Sweden will employ hundreds of new police officers in an effort to tackle a growing trend of sexual offences against vulnerable people and children.
Mats Löfving, head of the police’s national operational department, Noa, commented on the new policy saying: “For me, this is incredibly big, I think it is the biggest and most important investment I have had in my time in the police. It is perhaps the most vulnerable group that we are helping, women and children, who are exposed to violent and sexual offences,” Swedish broadcaster Sveriges Radio reports.
According to police, the Prosecutor’s Office, and the Crime Prevention Council, the number of sexual offences within relationships and where children are victims, is increasing with only half of the reported rape cases in Sweden seeing any kind of resolution.

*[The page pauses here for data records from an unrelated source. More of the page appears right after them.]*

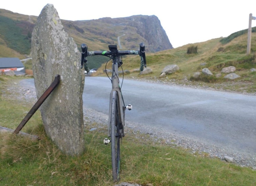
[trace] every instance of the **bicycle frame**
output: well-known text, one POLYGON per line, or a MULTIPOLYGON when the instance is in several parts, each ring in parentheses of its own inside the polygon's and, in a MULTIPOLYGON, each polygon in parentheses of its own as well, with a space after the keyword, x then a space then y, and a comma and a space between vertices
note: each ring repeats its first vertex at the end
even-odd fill
POLYGON ((116 91, 118 96, 119 110, 120 111, 119 113, 120 118, 121 119, 121 123, 122 125, 123 130, 122 136, 125 136, 124 131, 125 126, 124 111, 125 109, 122 101, 122 94, 119 86, 119 76, 118 75, 118 63, 119 60, 119 56, 114 57, 113 64, 112 64, 112 76, 111 79, 112 83, 112 90, 110 93, 109 99, 109 110, 108 118, 108 137, 110 136, 110 118, 111 116, 111 100, 112 96, 114 91, 116 91))
POLYGON ((87 45, 84 43, 82 44, 81 68, 83 68, 84 65, 85 69, 87 72, 89 70, 87 56, 95 55, 105 56, 110 57, 110 60, 112 62, 112 74, 111 78, 109 78, 112 84, 112 89, 110 93, 108 113, 108 137, 111 137, 111 140, 104 138, 103 142, 105 145, 111 143, 113 178, 116 181, 119 179, 120 170, 120 138, 125 136, 125 111, 127 108, 130 110, 132 108, 131 105, 125 106, 119 85, 118 67, 123 63, 122 56, 124 55, 139 55, 140 56, 141 71, 143 70, 144 67, 146 67, 146 65, 145 45, 143 42, 140 44, 139 50, 119 51, 118 50, 116 45, 109 45, 108 48, 110 50, 108 51, 87 51, 87 45))

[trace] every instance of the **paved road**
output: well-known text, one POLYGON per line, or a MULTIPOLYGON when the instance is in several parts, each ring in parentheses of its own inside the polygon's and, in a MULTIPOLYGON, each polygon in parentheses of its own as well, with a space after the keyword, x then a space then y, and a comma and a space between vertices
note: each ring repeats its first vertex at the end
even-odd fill
MULTIPOLYGON (((34 87, 33 79, 25 83, 34 87)), ((107 78, 86 77, 84 106, 108 114, 111 87, 107 78)), ((127 79, 122 92, 125 104, 132 105, 127 120, 256 153, 256 96, 127 79)))
MULTIPOLYGON (((256 152, 256 96, 125 79, 126 119, 256 152)), ((110 80, 86 77, 84 105, 107 114, 110 80)))

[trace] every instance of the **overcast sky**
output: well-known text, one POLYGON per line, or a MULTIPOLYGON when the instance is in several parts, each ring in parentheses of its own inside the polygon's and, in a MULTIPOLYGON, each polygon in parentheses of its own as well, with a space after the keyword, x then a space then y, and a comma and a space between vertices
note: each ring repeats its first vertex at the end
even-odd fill
POLYGON ((256 16, 256 0, 3 0, 0 8, 38 16, 47 3, 61 19, 73 21, 155 15, 174 48, 227 37, 248 28, 250 13, 256 16))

Around 350 officers are expected to be recruited in the autumn and will be sent across the country to different regions to bolster the number of investigators looking into sexual crimes.

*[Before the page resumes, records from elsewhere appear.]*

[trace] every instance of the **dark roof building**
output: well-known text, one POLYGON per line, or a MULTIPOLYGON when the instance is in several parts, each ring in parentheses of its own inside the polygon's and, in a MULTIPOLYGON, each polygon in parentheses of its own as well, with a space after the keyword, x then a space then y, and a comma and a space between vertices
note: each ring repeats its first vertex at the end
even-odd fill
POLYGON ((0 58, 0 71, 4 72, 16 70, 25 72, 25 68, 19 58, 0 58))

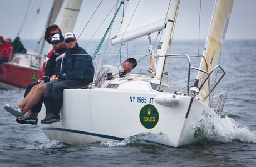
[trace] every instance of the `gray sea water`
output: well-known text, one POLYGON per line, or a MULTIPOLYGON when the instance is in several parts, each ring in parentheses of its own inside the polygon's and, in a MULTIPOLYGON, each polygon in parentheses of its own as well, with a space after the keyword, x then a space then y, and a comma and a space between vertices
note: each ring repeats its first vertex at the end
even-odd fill
MULTIPOLYGON (((83 47, 86 42, 78 43, 83 47)), ((132 51, 129 54, 148 54, 146 44, 129 45, 132 51)), ((86 49, 93 53, 97 45, 87 46, 86 49)), ((200 43, 199 50, 204 45, 200 43)), ((173 42, 172 49, 173 53, 195 55, 198 53, 198 42, 173 42)), ((1 90, 0 166, 255 166, 255 40, 225 41, 220 64, 227 72, 225 79, 230 88, 222 117, 203 123, 204 136, 196 143, 174 149, 142 142, 136 140, 137 134, 120 142, 99 141, 79 146, 50 141, 40 126, 19 124, 3 108, 5 104, 21 102, 24 90, 1 90)), ((139 73, 147 65, 140 63, 133 73, 139 73)), ((179 62, 176 64, 179 65, 179 62)), ((180 75, 179 72, 174 74, 173 79, 180 75)))

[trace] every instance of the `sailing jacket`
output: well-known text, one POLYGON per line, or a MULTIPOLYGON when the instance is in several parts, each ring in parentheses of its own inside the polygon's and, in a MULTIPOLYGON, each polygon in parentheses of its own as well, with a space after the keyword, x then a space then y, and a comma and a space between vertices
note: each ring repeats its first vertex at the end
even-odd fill
POLYGON ((94 67, 92 57, 77 43, 67 49, 61 71, 58 78, 62 80, 82 79, 89 83, 93 81, 94 67))
POLYGON ((60 55, 65 53, 66 50, 66 49, 62 47, 58 52, 53 52, 52 53, 45 68, 45 73, 43 74, 43 81, 45 83, 50 81, 50 77, 51 77, 54 74, 57 75, 57 73, 60 72, 62 60, 60 59, 56 62, 56 59, 60 55))
POLYGON ((13 52, 13 47, 11 44, 6 43, 0 48, 0 57, 10 60, 12 59, 12 52, 13 52))

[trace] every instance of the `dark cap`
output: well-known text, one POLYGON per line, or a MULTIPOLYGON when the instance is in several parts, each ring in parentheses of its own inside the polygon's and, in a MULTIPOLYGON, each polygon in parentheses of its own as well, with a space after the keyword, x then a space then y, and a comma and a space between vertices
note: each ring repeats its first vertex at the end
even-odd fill
POLYGON ((132 63, 132 68, 135 68, 135 67, 137 66, 137 60, 135 58, 130 58, 127 59, 127 60, 126 60, 125 61, 124 61, 124 63, 125 63, 127 62, 132 63))
POLYGON ((52 37, 52 41, 50 43, 59 43, 60 42, 62 42, 64 41, 64 37, 60 33, 56 34, 52 37))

The initiative is expected to cost around 304 million SEK (£25,467,600/$32,131,280) with some of the money also going to the National Forensic Centre to invest in officer education on sexual offences.

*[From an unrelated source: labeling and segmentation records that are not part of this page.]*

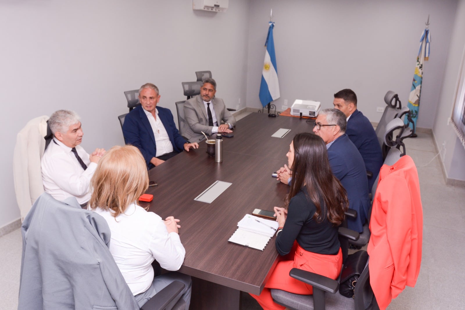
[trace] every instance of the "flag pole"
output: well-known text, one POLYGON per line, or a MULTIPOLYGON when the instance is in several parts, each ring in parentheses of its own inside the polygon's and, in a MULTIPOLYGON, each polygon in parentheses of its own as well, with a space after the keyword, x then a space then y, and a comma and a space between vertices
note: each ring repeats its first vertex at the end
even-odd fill
MULTIPOLYGON (((270 22, 273 22, 273 9, 271 9, 270 11, 270 22)), ((271 102, 268 102, 268 104, 266 105, 266 108, 268 109, 268 116, 270 116, 271 115, 270 113, 270 109, 271 108, 271 102)), ((274 115, 276 115, 276 114, 274 115)))

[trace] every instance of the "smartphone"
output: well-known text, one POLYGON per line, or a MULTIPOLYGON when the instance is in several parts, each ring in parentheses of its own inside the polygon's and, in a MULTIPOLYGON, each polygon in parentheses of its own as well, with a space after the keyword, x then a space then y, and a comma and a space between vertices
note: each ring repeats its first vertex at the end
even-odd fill
POLYGON ((273 220, 276 219, 276 217, 274 216, 274 211, 268 211, 267 210, 262 210, 261 209, 255 209, 252 212, 252 214, 257 216, 271 218, 273 220))

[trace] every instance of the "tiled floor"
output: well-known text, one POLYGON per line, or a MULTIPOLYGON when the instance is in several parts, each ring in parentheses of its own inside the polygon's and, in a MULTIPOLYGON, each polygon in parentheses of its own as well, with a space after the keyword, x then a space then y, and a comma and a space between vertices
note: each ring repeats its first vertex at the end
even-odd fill
MULTIPOLYGON (((240 118, 245 115, 237 117, 240 118)), ((446 186, 431 135, 405 141, 417 166, 423 206, 421 269, 414 288, 407 287, 388 309, 465 309, 465 188, 446 186)), ((17 229, 0 237, 0 309, 18 306, 21 237, 17 229)), ((242 309, 260 309, 243 294, 242 309)))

According to a report from the Swedish National Council for Crime Prevention (Brå) released in January, the number of rape reports increased by eight per cent in 2018, while the number of offences in which children were victims increased by 13 per cent, with there being a 33 per cent increase in the number of rape cases over the last decade.
The link between mass migration and sex attacks has been a hotly contested subject in Sweden with the government last releasing figures on the issue in 2005. In April, Brå announced that due to public demand, they would be conducting new research into the issue of migration and crime with a tentative release date of 2021 for the report.